Carol: Please, Bones?

McCoy: He's the father, he should be told.

Carol: I won't have him throwing his career away for me.

McCoy: He loves you, Carol.

Carol: He thinks he does. What he loves is the service. He's married to Star Fleet now. I don't want to wake up some morning to disccover I'm competing for his love with a starship!

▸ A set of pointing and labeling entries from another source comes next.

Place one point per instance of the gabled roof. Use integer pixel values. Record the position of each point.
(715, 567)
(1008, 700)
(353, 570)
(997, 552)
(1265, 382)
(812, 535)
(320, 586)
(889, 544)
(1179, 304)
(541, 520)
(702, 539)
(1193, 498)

Heck. Now I want to see this movie.

4 Comments:

At 1:23 AM, Anonymous Anonymous said...

I liked your blog.I do not think they went to the academy together.Kirk's best friend was Gary Mitchell who was the helmsman before Sulu.But I do have one nitpick when you said Spock did not trust kirk with Pike.Kirk called him Chris implying a friendship to the former captain.Spock said he did not include kirk because kirk would also face the death penalty

 
At 10:08 PM, Anonymous Anonymous said...

Interesting, however Spock said that he hoped that he would be spared pon far, so I assume that he had not experienced one and hope that he never would.

 
At 9:10 PM, Blogger Nash's G'ma said...

All of the ST fiction I have read over the years (and that's a LOT) implies that Kirk and Spock did not meet until Kirk took over command of the Enterprise. I think the writers of this new movie are taking great liberties with "history" and I don't think it will go over well with true Trekkies.

 
At 7:57 PM, Anonymous Anonymous said...

Well, I'm not sure about the whole Spock being 20 years older than Kirk thing. I'd say that they were around three years apart, considering that Spock went through his first pon farr on the enterprise. not when he was 21 years old. Vulcans have a longer life span, so it makes sense that they mature later in life. Saavik said that they have it every seven years from the beginning of their adult life. So their adult life starts later. I think it makes sense that they were at the academy together for awhile, but Spock enrolled earlier and stayed for perhaps 3 or 4 years before being assigned to the enterprise under captain pike, assuming that he entered the academy at age 18, and then served on the enterprise for 11 years before Kirk took over. Remember, Sarek and he didn't speak for 18 years, and if he did join the academy at 18, that would make him thirty-six when they spoke again. Like I said, I believe that Kirk and Spock are only about three years apart, making Spock about 31 or 32 when Kirk comes aboard, assuming that Kirk is only about 29 or 30 when he becomes captain. The youngest captain in the fleet. But I don't think they were friends. Maybe they stumbled upon each other once or twice, but like *you* said, they were just beginning to form a friendship on the enterprise, and it grew rapidly during those years. Plus Kirk's closest friend was Gary Mitchell unitl his death, and only after Mitchell died did he seem to take much interest in Spock. They
seemed to have it pretty rough during the first episode, which we assume was at the beginning of the five-year mission. If they had been friends at the academy, if they had known each other even a little bit, would they not be excited at being reunited during the first few months or so?
Anyway, that's my opinion. I don't think I'll be considering the new movie canon, though I'll probably enjoy it. It just doesn't fit in my books.